In the standard applications of this test, the observations are classified into mutually exclusive classes. If the null hypothesis that there are no differences between the classes in the population is true, the test statistic computed from the observations follows a χ2 frequency distribution. The purpose of the test is to evaluate how likely the observed frequencies would be assuming the null hypothesis is true.
Test statistics that follow a χ2 distribution occur when the observations are independent. There are also χ2 tests for testing the null hypothesis of independence of a pair of random variables based on observations of the pairs.
Chi-squared tests often refers to tests for which the distribution of the test statistic approaches the χ2 distribution asymptotically, meaning that the sampling distribution (if the null hypothesis is true) of the test statistic approximates a chi-squared distribution more and more closely as sample sizes increase.
In the 19th century, statistical analytical methods were mainly applied in biological data analysis and it was customary for researchers to assume that observations followed a normal distribution, such as Sir George Airy and Mansfield Merriman, whose works were criticized by Karl Pearson in his 1900 paper.

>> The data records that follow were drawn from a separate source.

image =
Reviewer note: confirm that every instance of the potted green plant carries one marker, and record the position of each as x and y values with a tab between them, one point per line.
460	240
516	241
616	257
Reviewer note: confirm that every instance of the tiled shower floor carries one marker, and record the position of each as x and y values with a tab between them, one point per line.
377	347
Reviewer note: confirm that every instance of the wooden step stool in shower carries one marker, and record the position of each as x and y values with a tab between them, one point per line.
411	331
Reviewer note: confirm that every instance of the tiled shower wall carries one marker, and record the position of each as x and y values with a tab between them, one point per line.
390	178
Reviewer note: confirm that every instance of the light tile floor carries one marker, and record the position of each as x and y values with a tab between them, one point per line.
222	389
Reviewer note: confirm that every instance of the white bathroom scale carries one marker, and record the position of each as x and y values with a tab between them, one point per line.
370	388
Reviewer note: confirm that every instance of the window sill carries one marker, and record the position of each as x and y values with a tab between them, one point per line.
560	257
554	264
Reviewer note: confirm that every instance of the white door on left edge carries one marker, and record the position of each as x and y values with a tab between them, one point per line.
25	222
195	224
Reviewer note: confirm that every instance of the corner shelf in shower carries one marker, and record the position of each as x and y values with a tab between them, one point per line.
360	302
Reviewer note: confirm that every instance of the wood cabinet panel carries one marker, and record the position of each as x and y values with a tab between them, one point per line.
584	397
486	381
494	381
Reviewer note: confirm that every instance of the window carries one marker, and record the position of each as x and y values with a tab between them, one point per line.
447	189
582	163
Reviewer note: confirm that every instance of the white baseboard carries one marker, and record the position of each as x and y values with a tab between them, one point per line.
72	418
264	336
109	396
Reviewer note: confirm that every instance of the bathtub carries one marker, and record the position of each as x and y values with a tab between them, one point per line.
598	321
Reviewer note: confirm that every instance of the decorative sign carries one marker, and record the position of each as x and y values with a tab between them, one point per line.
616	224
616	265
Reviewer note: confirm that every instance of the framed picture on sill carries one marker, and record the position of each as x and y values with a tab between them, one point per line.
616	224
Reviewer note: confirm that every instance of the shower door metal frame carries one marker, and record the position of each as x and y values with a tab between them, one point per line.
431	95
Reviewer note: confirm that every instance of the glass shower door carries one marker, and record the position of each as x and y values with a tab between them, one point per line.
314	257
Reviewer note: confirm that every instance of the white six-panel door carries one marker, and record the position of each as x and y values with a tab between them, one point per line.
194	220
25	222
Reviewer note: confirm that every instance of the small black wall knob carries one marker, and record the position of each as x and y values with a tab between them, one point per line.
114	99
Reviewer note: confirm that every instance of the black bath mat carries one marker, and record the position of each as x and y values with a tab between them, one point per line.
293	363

At the end of the 19th century, Pearson noticed the existence of significant skewness within some biological observations. In order to model the observations regardless of being normal or skewed, Pearson, in a series of articles published from 1893 to 1916, devised the Pearson distribution, a family of continuous probability distributions, which includes the normal distribution and many skewed distributions, and proposed a method of statistical analysis consisting of using the Pearson distribution to model the observation and performing a test of goodness of fit to determine how well the model really fits to the observations.
In 1900, Pearson published a paper on the χ2 test which is considered to be one of the foundations of modern statistics. In this paper, Pearson investigated a test of goodness of fit.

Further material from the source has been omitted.